What follows is a dialogue of sorts between two people.
I stumbled into a black hole, a time and place when I had surgery after surgery. I could not see beyond the black hole. The hole got bigger and I grew into it. The hole had opened in that place between the past and the future where life should flourish. It was defined by pain. The present was no gift at that time. No simple reassuring phrases would cut it. Time revolved around resolving the pain, ending the suffering.
But my words stated intentions and I intended to stay positive. Easier said than done I suppose. What do you do when you are lying in a hospital bed? Not much. I had visitors of course. Some talked about my condition, some talked about the outside world, and then there was George. I will let him take it from here.
I could see someone in a black hole. What do you take into the black hole? It was not my experience. I could not minimize it; I could not make it better. But I could bring some humor into the dark place. Now humor does not have to be superficial. Humor is a serious business. It is a way of being in the moment differently. The profound and the absurd live together in the same moment.
It did end. I did find my feet. I will spare you the details regarding spinal surgeries. But things did get better though sometimes better is just the different I had to grow into. But grow I did, and I am still growing and changing. When I was in the black hole the struggle was to get out. Now that I am out it is up to me to find out where I fit. I have retired early and I am happy with my life in the quiet regional town of Alpha. Some people say that I am too young to retire. It’s funny how people can say that you are too young for something because they can also say you’re too old for something. I think I will decide what’s right for me.
I remember writing a short comical piece for Billie. It was based on something she had told me; so I wrote about it. It is not great writing but it did encourage Billie.
Billie told a story
Of a field with patties
Round and brown and rank
She was happy on the fence
Then her feelings sank
For she heard a rumble
A deep throaty roar
She turned and saw
A beast possessed
With hunger on its mind
Its eyes were red, its drool was wet
That horned beast she would not forget
The ground was a minefield where
Many tails had risen to the sky
But through this bovine doo doo
Billie just……… flew
Tony was stunned
As he could not see her feet
For they spun like cartoon pistons
Round and round and round
Touching not the ground
How did she zig and zag so quickly?
Missing every poo
Maybe Dodge by name
Dodge by nature
Who can say?
But as Billie told this story
From her hospital bed
In another field of poo
I pray she will remember
It can all pass in a Blur.
I remember the bull story.

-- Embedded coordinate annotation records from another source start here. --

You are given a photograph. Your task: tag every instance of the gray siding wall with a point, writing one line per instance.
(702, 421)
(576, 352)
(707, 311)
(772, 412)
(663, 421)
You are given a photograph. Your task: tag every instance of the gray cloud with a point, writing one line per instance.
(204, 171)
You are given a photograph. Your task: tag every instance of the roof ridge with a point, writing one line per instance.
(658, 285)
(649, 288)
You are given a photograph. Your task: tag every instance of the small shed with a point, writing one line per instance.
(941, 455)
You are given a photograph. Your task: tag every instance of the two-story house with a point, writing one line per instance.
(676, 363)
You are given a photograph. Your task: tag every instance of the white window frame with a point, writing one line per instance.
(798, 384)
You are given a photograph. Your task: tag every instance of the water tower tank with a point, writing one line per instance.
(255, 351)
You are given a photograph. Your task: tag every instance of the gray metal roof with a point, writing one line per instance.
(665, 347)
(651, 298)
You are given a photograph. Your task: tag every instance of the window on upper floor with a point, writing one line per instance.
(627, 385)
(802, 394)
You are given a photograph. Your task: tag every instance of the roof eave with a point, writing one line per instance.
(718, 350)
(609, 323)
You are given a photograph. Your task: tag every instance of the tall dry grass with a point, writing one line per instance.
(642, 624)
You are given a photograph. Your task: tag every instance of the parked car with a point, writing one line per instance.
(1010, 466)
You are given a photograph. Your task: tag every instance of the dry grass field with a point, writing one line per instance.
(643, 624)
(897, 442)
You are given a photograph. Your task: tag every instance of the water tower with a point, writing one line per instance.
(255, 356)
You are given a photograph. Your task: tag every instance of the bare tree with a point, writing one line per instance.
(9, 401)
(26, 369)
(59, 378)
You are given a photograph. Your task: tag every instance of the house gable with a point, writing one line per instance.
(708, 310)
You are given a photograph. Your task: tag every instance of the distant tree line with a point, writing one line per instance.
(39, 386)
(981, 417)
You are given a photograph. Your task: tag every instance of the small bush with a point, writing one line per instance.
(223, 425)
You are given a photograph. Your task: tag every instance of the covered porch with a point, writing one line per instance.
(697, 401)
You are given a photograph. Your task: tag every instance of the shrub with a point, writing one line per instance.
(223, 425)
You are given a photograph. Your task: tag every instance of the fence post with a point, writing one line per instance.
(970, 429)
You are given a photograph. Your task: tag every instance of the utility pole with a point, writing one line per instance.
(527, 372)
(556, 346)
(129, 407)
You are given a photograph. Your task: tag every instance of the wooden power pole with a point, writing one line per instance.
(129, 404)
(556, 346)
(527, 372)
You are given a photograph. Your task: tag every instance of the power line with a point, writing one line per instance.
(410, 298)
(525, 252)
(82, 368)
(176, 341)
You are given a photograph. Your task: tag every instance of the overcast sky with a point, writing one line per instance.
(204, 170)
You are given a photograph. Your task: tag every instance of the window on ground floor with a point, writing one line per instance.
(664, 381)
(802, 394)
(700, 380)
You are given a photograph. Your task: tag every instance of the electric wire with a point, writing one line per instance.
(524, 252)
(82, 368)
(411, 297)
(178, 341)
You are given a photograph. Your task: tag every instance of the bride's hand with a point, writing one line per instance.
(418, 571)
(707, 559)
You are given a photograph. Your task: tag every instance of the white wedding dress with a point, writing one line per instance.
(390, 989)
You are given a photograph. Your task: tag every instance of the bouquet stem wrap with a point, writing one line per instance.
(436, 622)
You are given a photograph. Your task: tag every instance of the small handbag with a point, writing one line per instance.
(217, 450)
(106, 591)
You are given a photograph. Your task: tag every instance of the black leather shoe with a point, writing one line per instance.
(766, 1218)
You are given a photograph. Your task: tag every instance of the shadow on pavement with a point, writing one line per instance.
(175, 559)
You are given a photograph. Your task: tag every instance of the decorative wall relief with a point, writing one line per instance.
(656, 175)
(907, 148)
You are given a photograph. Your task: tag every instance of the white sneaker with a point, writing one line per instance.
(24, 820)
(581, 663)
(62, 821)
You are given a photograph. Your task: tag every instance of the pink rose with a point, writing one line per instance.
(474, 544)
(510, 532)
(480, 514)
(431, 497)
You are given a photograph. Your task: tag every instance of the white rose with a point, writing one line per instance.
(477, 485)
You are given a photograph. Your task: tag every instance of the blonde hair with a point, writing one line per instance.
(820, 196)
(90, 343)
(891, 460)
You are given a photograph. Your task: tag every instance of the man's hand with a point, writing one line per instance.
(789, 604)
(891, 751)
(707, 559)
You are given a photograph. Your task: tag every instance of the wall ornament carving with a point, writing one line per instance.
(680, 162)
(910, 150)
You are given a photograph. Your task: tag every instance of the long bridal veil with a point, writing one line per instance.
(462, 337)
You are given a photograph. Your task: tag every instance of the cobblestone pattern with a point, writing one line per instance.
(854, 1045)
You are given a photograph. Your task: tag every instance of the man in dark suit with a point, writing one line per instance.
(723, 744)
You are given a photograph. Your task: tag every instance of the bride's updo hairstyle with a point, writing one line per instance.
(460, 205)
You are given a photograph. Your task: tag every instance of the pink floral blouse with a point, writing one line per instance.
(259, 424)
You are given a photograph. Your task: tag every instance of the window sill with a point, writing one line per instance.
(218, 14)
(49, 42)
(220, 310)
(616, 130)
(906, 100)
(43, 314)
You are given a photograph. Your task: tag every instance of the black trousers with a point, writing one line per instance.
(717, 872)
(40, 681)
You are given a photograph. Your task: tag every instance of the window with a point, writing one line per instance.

It was one small story that made me smile for a moment. I don’t know if things did pass in a blur but it is all a bit of a blur to me now. I have changed and I continue to change. I know that I am more confident, more decisive. I speak my mind more freely now. I hope that people accept the me that I am becoming. But then again why should that matter?
I see the last line of that silly poem. It can all pass in a blur. It states the hope that bad things pass by quickly and the intention is good. No one wants suffering to drag out but maybe this is no longer helpful for Billie today. Does anyone really want life to pass by quickly? I mean we all want to pass the bad things quickly but good and bad things inhabit the same real estate of today.

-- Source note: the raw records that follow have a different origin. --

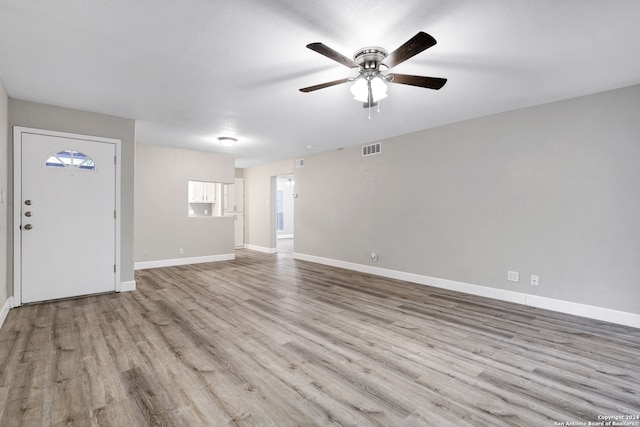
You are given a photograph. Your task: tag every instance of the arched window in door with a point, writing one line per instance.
(70, 158)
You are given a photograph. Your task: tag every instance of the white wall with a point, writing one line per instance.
(162, 225)
(550, 190)
(4, 184)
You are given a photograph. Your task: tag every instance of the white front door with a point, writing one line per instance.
(67, 216)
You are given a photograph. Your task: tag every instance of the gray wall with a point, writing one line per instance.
(41, 116)
(162, 225)
(4, 185)
(550, 190)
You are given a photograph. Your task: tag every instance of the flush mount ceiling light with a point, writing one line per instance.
(227, 141)
(369, 85)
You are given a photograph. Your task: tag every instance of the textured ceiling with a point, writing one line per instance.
(189, 71)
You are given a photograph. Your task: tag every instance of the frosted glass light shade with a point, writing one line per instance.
(360, 89)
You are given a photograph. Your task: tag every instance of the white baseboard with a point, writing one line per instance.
(589, 311)
(4, 311)
(260, 249)
(183, 261)
(127, 286)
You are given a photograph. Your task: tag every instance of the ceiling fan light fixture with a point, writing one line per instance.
(360, 89)
(378, 89)
(227, 141)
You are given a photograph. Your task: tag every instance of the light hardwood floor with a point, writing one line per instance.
(269, 341)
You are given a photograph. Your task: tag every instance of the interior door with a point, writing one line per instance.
(67, 217)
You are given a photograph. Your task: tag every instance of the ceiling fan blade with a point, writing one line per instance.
(323, 85)
(420, 81)
(415, 45)
(332, 54)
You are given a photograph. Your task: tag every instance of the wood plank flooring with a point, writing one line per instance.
(269, 341)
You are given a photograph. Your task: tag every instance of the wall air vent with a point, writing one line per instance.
(371, 149)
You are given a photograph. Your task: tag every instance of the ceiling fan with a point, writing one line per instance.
(370, 62)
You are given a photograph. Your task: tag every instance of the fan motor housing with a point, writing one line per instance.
(369, 58)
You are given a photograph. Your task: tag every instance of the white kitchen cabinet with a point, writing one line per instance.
(202, 192)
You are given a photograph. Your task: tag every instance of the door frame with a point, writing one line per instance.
(17, 201)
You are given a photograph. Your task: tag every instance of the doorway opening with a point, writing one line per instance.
(284, 215)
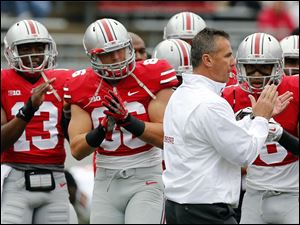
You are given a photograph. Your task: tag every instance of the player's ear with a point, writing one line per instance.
(207, 60)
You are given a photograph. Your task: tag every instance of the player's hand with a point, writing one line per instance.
(115, 106)
(242, 113)
(275, 131)
(282, 102)
(38, 93)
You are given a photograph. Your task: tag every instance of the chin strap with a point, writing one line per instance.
(142, 85)
(51, 87)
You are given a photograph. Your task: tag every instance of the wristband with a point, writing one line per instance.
(27, 111)
(95, 137)
(134, 125)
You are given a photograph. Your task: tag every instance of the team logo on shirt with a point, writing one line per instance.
(14, 92)
(95, 99)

Ok so now I have acceptance of myself and my circumstances. I have discovered art and my colourful sketches are the opposite of the black hole I had been living in. I am watching Anzac the cat doing the cat things. My husband is doing the things that he does. And me I am being who I am which is an evolving mix of who I was and who I am becoming.
Embracing the good and the bad and seeing clearly enough to be fully present in each and every moment, now that’s a challenge. Don’t let anyone tell you it’s easy, just ask Billie. It takes a little faith to bridge the gap between the past and the future.